In Round 1, panel members were also asked to provide open-ended feedback after each section of the questionnaire. This allowed panellists to suggest helping actions that were not included in the first questionnaire. The authors reviewed this feedback and suggestions that contained original ideas were used to develop new helping statements to be included in the Round 2 questionnaire. Any statements that received feedback suggesting uncertainty in the interpretation of its meaning were re-phrased to make them unambiguous. These were included in the Round 2 questionnaire along with the statements from Round 1 that met the criteria to be re-rated.
The final questionnaire (Round 3) included items that were developed from Round 1 feedback and included for the first time in Round 2, but required re-rating in an additional round. Items that still did not achieve consensus in the final round were rejected from inclusion in the guidelines. See Additional files 1, 2 and 3 for copies of the three surveys.

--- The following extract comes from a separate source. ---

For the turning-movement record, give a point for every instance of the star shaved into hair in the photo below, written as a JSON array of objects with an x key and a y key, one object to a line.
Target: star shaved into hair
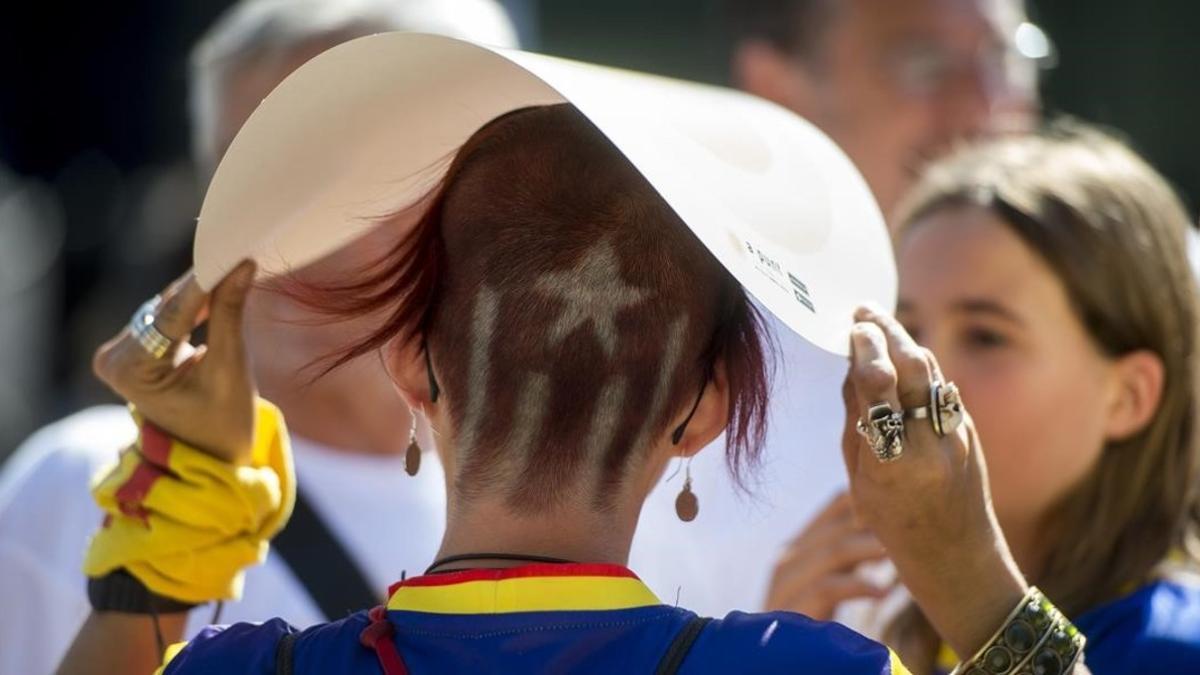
[{"x": 592, "y": 292}]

Following each round, panellists were sent individualised reports containing a summary of the results. The report consisted of a list of statements that had been endorsed for guidelines inclusion, a list of statements that had been rejected, and a list of statements that were to be re-rated in the next survey round. Each report was tailored to include the individual panellist’s rating for each statement, alongside a summary of each panel’s ratings for the statement. This allowed panel members to compare their response to that of the two groups and decide whether to maintain or modify their ratings in the next survey round.
The statements that were endorsed across the three survey rounds were compiled into thematic sections to form the draft guidelines. To improve comprehensibility, statements were re-written as an integrated text and any repetition was deleted. The authors met to finalise structure and wording. The draft of the guidelines was then disseminated to panellists for their final comment and endorsement. At this stage panellists could not suggest new content; however, they were able to provide feedback to improve clarity and reduce ambiguity.
Ethical considerations
The University of Melbourne Human Research Ethics Committee approved this research. Informed consent was obtained from all participants by clicking ‘yes’ to a question about informed consent in the Round 1 survey.